What inspired me to change my approach to social media was when I realised how important it was to share vulnerability. It’s the uncomfortable stories, the scars and open wounds that allow us to connect on an even deeper level. I experienced a whirlwind of struggles during my time at university: depression, anorexia, my boyfriend suddenly dying and the long road of grieving that came after that. The first time I spoke out about my mental health, I received an overwhelming reaction to that post. The comments, direct messages and conversations were so encouraging, and made me feel less alone in my depression and PTSD. That post is what changed my approach to social media and even my day-to-day approach to mental health.

As a portrait and wellness photographer, I’d been craving a deeper meaning through my work. After realising how powerful photography can be for women to connect, accept and love their bodies, I decided to start a workshop for photographing women nude. I posted this to show how fearless women can be with their bodies, how we shouldn’t be ashamed of our rolls, stretchmarks and cellulite because EVERYONE has them! We don’t need to be re-touching our candid photos for Instagram. I posted this to hopefully strike a chord with people.

Ziggy Makant: Challenging Myths About Motherhood

As a personal trainer and mum of two, Ziggy Makant rejected the impossible standards society holds for women’s bodies post-birth. On her Instagram account, she shares her own postpartum challenges in a way that’s raw, real, and speaks to new mums on a deep level.

Recently, I had my second child and I never questioned that I could love a new baby as much as my first. What I didn’t realise was that I could struggle connecting with my older child, and how my relationship with him would change. I love this kid so much and I felt a lot of shame around these feelings because the people who I’d discussed it with in “real” life couldn’t relate. I also felt a bit fake posting about how amazing life at home would be as a new mother of two, because that wasn’t the experience I was having.

I knew someone else out there must be experiencing what I was going through. Sure enough, I had an overwhelming response of people identifying, offering emotional support, and sharing how they got through it. 

I was surprised at the amount of acceptance and empathy I got from this particular postpartum post! I received a lot of messages with people thanking me for my honesty. Seeing a very young and fit woman with a very large pregnant belly, and then seeing it still hang around and not magically disappear – it was therapeutic for me and refreshing for others!
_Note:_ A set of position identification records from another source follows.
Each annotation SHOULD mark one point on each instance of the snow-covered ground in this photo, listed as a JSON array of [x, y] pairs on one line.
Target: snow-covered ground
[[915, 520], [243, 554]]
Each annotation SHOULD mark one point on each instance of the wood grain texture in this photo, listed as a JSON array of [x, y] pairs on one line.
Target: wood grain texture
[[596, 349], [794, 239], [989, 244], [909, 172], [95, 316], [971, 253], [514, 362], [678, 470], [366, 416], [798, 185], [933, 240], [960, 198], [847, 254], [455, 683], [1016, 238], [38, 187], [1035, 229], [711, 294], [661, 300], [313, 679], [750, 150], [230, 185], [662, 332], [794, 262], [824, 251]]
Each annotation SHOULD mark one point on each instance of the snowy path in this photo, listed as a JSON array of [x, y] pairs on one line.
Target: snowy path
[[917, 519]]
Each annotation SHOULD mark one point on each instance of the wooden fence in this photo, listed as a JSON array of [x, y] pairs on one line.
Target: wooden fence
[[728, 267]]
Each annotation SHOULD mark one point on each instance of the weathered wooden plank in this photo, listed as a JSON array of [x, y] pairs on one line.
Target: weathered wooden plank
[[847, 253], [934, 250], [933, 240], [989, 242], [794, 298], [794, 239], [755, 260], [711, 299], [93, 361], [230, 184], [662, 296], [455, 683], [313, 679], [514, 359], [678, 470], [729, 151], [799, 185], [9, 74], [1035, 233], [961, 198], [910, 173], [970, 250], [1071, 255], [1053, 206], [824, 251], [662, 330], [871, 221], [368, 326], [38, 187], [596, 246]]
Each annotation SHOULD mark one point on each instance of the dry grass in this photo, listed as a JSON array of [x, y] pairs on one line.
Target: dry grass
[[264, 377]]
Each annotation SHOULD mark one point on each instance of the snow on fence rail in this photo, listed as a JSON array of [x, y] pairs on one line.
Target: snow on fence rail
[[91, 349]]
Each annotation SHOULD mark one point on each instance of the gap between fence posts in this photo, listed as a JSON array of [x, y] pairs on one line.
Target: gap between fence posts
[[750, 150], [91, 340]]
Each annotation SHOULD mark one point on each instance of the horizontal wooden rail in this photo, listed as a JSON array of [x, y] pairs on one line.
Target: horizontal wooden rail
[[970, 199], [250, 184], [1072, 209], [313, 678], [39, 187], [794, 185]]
Some days I need the healing therapeutic aspects, other days I feel more inclined to educate and empower mothers, and sometimes I’m just sharing about a product that I really like. I really try my best not to care about the likes or the engagement, or censor myself when I don’t want to be vulnerable. I’ve also realised that everyone just wants to be seen and heard, so I always try my best to respond to every story reply, question or comment that I receive.